= G. K. W. Perera =

Ceylonese lawyer, educator, politician and diplomat

Galappatti Kankanange William Perera (19 October 1884 - July 1956) was a Ceylonese lawyer, educator, politician and diplomat.

==Early life==
Galappatti Kankanange William Perera was born on 19 October 1884 in Galle, Ceylon, the son of Carolis Perera and Merennege née Ensohamy.

Perera received his education at Ananda College. In 1904 he won the national University Scholarship, which allowed him to study at Christ's College, Cambridge, where he obtained a Bachelor of Arts and Law.

==Career==
At the fourth Legislative Council election held on 27 September 1924 he contested the seat for Southern Province (Eastern Division) against a local Tangalle barrister, V. S. de S. Wikramanayake. Whilst Perera won the initial vote he demanded a recount as he believed he had secured a greater majority of votes only to lose to Wikramanayake by 17 votes.

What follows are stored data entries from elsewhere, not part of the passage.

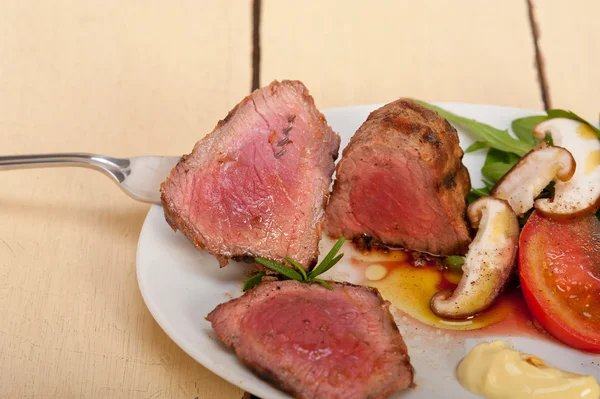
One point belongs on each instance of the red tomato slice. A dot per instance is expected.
(559, 268)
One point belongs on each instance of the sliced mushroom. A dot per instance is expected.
(489, 261)
(580, 195)
(526, 180)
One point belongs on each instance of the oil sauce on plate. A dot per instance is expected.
(409, 288)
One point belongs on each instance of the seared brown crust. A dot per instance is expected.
(407, 126)
(231, 311)
(323, 137)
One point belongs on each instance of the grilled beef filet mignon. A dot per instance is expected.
(317, 343)
(401, 182)
(258, 184)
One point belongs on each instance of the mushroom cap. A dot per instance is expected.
(526, 180)
(489, 261)
(580, 195)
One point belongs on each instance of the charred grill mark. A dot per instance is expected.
(449, 127)
(284, 141)
(431, 137)
(280, 154)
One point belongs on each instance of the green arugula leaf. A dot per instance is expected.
(330, 260)
(253, 281)
(523, 128)
(323, 283)
(297, 266)
(496, 138)
(324, 265)
(279, 268)
(561, 113)
(497, 163)
(478, 145)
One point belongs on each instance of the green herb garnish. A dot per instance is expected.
(287, 273)
(504, 150)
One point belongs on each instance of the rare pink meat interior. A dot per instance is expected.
(401, 182)
(317, 343)
(258, 184)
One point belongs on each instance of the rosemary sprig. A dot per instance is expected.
(287, 273)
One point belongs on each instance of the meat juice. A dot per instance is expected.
(409, 289)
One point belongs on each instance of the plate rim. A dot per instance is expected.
(172, 332)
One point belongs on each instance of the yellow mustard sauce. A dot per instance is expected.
(496, 372)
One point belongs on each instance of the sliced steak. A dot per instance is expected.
(317, 343)
(401, 182)
(258, 184)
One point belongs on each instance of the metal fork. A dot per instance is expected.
(139, 177)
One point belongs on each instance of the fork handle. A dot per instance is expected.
(108, 165)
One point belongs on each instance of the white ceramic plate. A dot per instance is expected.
(181, 285)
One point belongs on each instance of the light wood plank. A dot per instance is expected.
(356, 52)
(119, 78)
(569, 42)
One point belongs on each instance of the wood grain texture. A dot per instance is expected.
(121, 78)
(353, 52)
(569, 43)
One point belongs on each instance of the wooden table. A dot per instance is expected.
(151, 77)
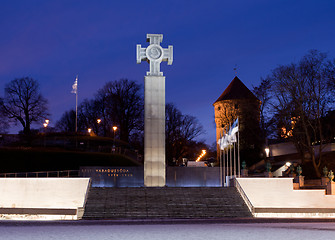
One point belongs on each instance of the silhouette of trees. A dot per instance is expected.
(180, 132)
(301, 99)
(23, 103)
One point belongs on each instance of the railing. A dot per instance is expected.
(244, 196)
(64, 173)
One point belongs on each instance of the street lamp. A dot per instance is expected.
(267, 151)
(45, 124)
(114, 128)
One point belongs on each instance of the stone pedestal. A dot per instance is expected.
(298, 182)
(244, 172)
(330, 188)
(154, 131)
(324, 181)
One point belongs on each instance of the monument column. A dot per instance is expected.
(154, 110)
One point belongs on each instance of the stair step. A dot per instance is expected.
(129, 203)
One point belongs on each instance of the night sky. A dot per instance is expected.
(52, 41)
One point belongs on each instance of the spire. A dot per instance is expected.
(236, 90)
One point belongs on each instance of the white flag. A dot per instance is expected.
(75, 86)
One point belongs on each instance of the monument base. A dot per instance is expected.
(154, 131)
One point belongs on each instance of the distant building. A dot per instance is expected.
(237, 101)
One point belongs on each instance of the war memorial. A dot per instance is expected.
(156, 191)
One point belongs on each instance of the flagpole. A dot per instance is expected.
(238, 149)
(224, 167)
(220, 160)
(227, 157)
(234, 161)
(77, 104)
(230, 159)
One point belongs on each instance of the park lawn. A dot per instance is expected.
(49, 159)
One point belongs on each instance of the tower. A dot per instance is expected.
(237, 101)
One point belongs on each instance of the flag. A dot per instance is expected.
(232, 132)
(234, 128)
(75, 86)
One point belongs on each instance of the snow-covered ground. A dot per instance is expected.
(278, 231)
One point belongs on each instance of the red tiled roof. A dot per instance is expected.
(236, 90)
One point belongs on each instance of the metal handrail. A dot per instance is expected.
(68, 173)
(244, 196)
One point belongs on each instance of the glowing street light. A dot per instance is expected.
(114, 128)
(203, 153)
(267, 151)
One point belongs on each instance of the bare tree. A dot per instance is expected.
(302, 98)
(67, 123)
(3, 120)
(263, 93)
(24, 103)
(180, 132)
(122, 103)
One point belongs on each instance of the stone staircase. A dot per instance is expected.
(167, 203)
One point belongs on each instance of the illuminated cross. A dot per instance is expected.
(154, 54)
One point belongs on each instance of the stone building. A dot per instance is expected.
(237, 101)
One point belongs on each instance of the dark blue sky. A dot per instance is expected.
(52, 41)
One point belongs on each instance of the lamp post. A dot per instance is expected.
(114, 128)
(267, 151)
(45, 125)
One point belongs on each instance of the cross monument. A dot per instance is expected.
(154, 109)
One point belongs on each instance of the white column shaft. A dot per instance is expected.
(154, 131)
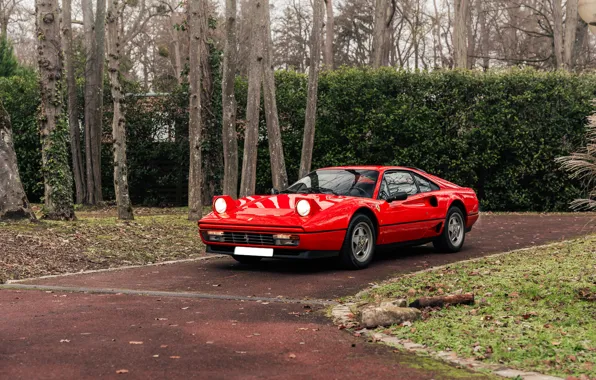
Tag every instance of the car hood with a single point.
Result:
(279, 211)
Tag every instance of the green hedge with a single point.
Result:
(497, 132)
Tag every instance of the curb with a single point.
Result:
(342, 315)
(362, 293)
(157, 293)
(210, 257)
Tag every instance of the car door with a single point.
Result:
(408, 220)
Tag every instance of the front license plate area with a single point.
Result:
(250, 251)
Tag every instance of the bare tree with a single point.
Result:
(195, 176)
(276, 153)
(73, 111)
(484, 48)
(13, 200)
(329, 25)
(379, 32)
(570, 30)
(313, 83)
(115, 8)
(229, 134)
(9, 9)
(255, 71)
(558, 33)
(94, 29)
(54, 133)
(460, 43)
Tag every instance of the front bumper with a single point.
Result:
(311, 244)
(278, 253)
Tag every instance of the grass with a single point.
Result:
(96, 240)
(531, 310)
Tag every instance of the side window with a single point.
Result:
(396, 182)
(425, 185)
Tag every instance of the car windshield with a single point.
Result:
(350, 182)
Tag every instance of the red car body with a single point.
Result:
(253, 220)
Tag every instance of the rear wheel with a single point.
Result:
(359, 244)
(454, 232)
(248, 260)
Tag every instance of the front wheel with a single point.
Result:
(359, 244)
(454, 232)
(248, 260)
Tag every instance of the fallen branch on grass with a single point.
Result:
(440, 301)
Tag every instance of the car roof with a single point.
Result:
(373, 167)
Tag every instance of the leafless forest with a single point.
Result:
(399, 33)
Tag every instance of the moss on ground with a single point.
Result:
(96, 240)
(529, 313)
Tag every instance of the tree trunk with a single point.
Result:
(73, 114)
(211, 134)
(558, 33)
(570, 30)
(195, 176)
(313, 83)
(460, 45)
(13, 200)
(229, 134)
(253, 103)
(279, 175)
(329, 25)
(379, 32)
(440, 301)
(470, 54)
(484, 34)
(94, 45)
(581, 35)
(118, 119)
(54, 133)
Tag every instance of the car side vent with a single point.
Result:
(433, 201)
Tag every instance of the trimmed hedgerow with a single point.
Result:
(497, 132)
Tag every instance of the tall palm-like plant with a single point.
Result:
(582, 165)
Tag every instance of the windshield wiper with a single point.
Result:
(318, 189)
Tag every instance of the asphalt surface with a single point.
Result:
(79, 335)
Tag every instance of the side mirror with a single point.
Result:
(399, 196)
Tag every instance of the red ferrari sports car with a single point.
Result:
(345, 212)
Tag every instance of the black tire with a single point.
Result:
(451, 243)
(364, 253)
(247, 260)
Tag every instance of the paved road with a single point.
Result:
(231, 338)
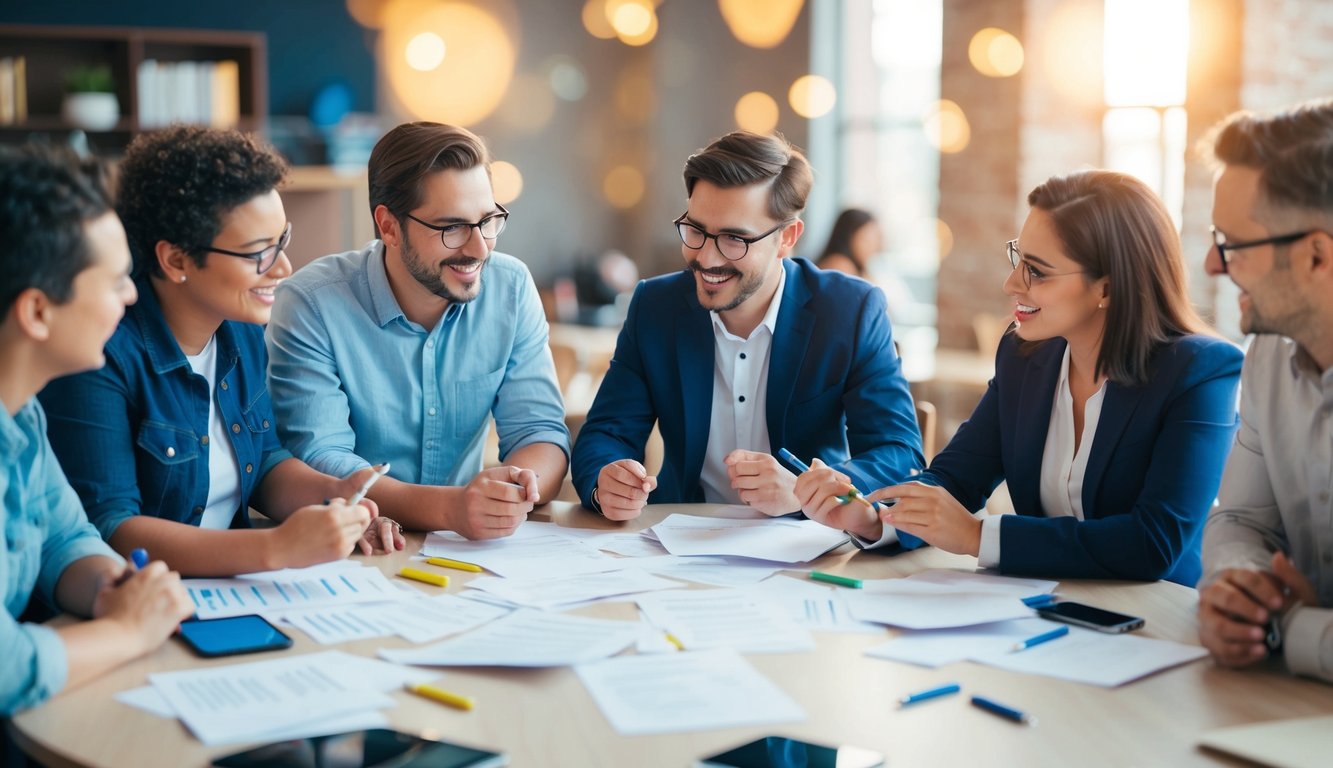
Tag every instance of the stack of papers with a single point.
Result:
(780, 540)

Perera served as the principal of Nalanda College, Colombo between 1926 and 1927.

At the first State Council election in 1931, Perera was elected as the representative for Hambantota. In March 1932 Perera moved a motion in the State Council calling for the use of
Sinhalese and Tamil in the judicial and civil administration. It failed however to get the necessary support. In 1934, he moved that Sinhala and Tamil be used in the administration and law courts, whilst the motion was passed very little was done to implement it. In December 1934, following the resignation of Alexander Francis Molamure, the Speaker of the State Council, Forester Augustus Obeysekera was elected to the position, defeating Perera by 28 votes to 27.

In 1938, Perera served as the first Trade Commissioner of Ceylon in England, which at the time was the highest appointment available to represent the country abroad.

In 1942 he contested the by-election for the seat of Moratuwa on the 2nd State Council of Ceylon, following the resignation of the sitting member, W. A. de Silva. He was unsuccessful, losing to Thomas Amarasuriya.

At the 1st parliamentary election, held between 23 August 1947 and 20 September 1947, he ran as an Independent for the seat of Hambantota. Perera received 1,301 votes (7.0% of the total vote) and was defeated by the Communist Party of Ceylon candidate, Lakshman Rajapaksa, who received 8,740 votes (47% of the total vote).

==Personal life==
He married Joslin Catherine née Fernando (1890-1962) and they had five children - Nina (Wijesuriya), Kenneth (died in Infancy), Elise (Fernando), Dr Celia (died soon after qualifying) and Cecil Marcel (C.M. - the first Director of Dept of Highways, Ceylon).

Perera died in Colombo in July 1956, at the age of 71.